Ratna Bazra Lama, seorang pengusaha berusia 63 tahun yang tinggal di pinggir kompleks, mengatakan dia sangat gembira melihat stupa tersebut selesai dibangun setelah melihatnya dibongkar dan kemudian dibiarkan dalam perancah selama berbulan-bulan.

“Saya bisa melihatnya setiap hari dari jendela saya. Sungguh menyedihkan,” katanya. “Jadi kami senang tempat ini telah dipulihkan,” dan kami juga beruntung, karena sebagian besar situs budaya yang rusak masih tetap hancur.

Boudhanath adalah Situs Warisan Dunia PBB, namun Christian Manhart, perwakilan UNESCO di Nepal, mengatakan PBB belum diajak berkonsultasi mengenai upaya rekonstruksi. Ia mengatakan para ahli PBB khawatir bahwa platform baru yang konkrit di atas stupa tersebut mungkin terlalu berat, dan mereka ingin mempelajarinya lebih dekat.

Ketidakstabilan politik kronis di Nepal – yang terjadi di 24 pemerintahan dalam 26 tahun terakhir – telah sangat menghambat upaya rekonstruksi. Dibutuhkan waktu hampir satu tahun bagi pemerintah untuk membentuk otoritas rekonstruksi gempa; Sementara itu, sekitar 4 juta orang menghabiskan musim dingin sebagai tunawisma di negara Himalaya tersebut.
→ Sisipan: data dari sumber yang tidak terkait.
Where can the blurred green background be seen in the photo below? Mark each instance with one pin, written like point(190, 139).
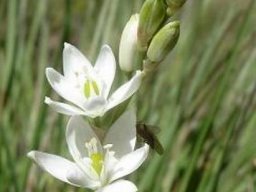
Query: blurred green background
point(202, 97)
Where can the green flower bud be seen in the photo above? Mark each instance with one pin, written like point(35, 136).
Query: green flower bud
point(163, 42)
point(174, 5)
point(152, 15)
point(128, 44)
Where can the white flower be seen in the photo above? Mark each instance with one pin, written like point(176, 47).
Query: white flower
point(88, 87)
point(128, 44)
point(98, 167)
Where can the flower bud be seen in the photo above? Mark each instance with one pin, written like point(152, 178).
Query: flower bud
point(151, 17)
point(163, 42)
point(128, 44)
point(174, 5)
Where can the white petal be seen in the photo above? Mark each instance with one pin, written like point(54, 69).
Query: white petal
point(105, 67)
point(55, 165)
point(74, 61)
point(130, 162)
point(120, 185)
point(109, 165)
point(64, 108)
point(78, 178)
point(63, 87)
point(96, 106)
point(79, 132)
point(125, 91)
point(122, 134)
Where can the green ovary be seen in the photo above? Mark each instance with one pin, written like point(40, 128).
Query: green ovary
point(97, 161)
point(90, 86)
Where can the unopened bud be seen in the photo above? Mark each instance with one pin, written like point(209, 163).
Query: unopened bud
point(174, 5)
point(163, 42)
point(128, 44)
point(151, 17)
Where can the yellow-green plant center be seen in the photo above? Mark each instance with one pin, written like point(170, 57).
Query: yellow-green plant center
point(97, 161)
point(90, 87)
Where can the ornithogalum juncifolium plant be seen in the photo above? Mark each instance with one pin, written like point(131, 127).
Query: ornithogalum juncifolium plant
point(100, 162)
point(87, 87)
point(97, 165)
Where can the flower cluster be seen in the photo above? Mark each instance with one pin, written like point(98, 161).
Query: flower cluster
point(100, 162)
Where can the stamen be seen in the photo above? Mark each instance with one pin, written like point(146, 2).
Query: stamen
point(95, 88)
point(95, 156)
point(87, 89)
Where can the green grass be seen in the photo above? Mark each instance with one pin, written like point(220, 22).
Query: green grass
point(203, 96)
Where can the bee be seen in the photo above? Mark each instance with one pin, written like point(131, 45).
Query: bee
point(146, 133)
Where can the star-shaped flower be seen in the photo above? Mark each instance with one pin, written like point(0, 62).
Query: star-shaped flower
point(88, 87)
point(97, 166)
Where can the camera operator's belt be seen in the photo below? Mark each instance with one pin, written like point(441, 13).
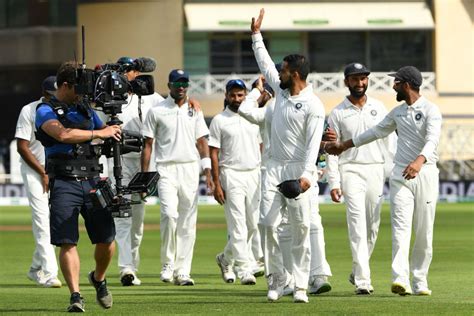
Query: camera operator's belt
point(73, 168)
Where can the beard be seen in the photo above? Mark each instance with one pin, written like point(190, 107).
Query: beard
point(357, 94)
point(401, 96)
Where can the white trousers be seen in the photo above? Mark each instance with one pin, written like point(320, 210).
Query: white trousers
point(242, 200)
point(177, 189)
point(44, 257)
point(129, 231)
point(319, 264)
point(413, 204)
point(362, 187)
point(273, 204)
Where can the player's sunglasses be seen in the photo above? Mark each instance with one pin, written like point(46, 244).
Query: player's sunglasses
point(179, 84)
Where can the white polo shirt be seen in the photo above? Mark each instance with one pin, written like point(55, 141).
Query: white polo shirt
point(175, 130)
point(25, 129)
point(297, 121)
point(237, 139)
point(349, 121)
point(262, 117)
point(418, 127)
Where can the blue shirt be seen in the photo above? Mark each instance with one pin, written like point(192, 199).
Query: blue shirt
point(45, 113)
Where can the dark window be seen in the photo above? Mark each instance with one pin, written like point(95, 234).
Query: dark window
point(232, 53)
point(380, 51)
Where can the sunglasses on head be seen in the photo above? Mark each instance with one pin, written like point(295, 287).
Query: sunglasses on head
point(179, 84)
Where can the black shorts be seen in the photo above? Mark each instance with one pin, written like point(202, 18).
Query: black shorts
point(68, 198)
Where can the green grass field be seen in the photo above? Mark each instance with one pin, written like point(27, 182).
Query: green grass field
point(451, 274)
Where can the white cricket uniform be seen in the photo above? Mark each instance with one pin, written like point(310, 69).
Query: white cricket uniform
point(175, 130)
point(262, 117)
point(295, 134)
point(238, 142)
point(129, 231)
point(361, 171)
point(44, 257)
point(419, 129)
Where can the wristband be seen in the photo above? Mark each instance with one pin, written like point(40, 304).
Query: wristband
point(206, 163)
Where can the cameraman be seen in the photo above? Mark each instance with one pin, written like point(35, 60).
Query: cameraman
point(63, 124)
point(130, 230)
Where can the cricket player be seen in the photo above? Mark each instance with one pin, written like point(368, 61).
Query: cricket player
point(129, 231)
point(414, 180)
point(44, 268)
point(358, 173)
point(296, 130)
point(179, 133)
point(234, 145)
point(252, 110)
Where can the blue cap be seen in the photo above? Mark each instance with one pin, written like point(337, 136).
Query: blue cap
point(49, 84)
point(235, 83)
point(178, 75)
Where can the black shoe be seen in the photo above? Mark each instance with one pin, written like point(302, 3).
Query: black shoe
point(104, 297)
point(76, 303)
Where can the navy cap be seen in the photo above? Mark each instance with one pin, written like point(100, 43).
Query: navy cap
point(235, 83)
point(355, 69)
point(178, 75)
point(49, 84)
point(408, 74)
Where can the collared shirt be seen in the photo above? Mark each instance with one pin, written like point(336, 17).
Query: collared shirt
point(297, 122)
point(262, 117)
point(175, 130)
point(349, 121)
point(418, 127)
point(25, 129)
point(237, 139)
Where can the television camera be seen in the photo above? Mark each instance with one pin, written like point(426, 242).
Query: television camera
point(106, 88)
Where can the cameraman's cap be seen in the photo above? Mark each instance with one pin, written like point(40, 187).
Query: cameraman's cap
point(49, 85)
point(235, 83)
point(356, 69)
point(177, 75)
point(408, 74)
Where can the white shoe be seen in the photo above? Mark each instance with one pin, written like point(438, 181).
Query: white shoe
point(166, 274)
point(401, 289)
point(299, 296)
point(276, 283)
point(319, 284)
point(52, 282)
point(36, 276)
point(183, 280)
point(226, 269)
point(248, 279)
point(289, 286)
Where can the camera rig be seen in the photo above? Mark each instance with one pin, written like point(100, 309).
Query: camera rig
point(107, 87)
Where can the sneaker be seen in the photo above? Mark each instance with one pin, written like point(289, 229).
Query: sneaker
point(319, 284)
point(259, 269)
point(103, 297)
point(401, 289)
point(183, 280)
point(36, 276)
point(300, 296)
point(52, 282)
point(422, 291)
point(76, 303)
point(362, 290)
point(248, 279)
point(127, 278)
point(166, 274)
point(276, 284)
point(226, 270)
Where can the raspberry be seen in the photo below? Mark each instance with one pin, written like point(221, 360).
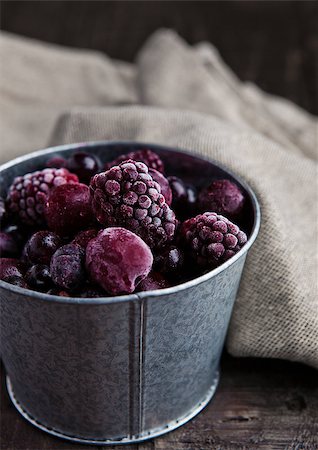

Manhart mengatakan rekonstruksi situs warisan di Lembah Kathmandu “sangat lambat (sebagian) karena tidak ada jalur pengambilan keputusan yang jelas” di pemerintahan. Namun dia juga mengatakan pemugaran candi merupakan pekerjaan melelahkan yang memerlukan penelitian ekstensif dan pengujian fondasi dan material untuk menentukan cara terbaik untuk membangun kembali.

“Lebih baik melakukannya secara perlahan dan melakukannya dengan baik daripada melakukannya terlalu cepat,” kata Manhart.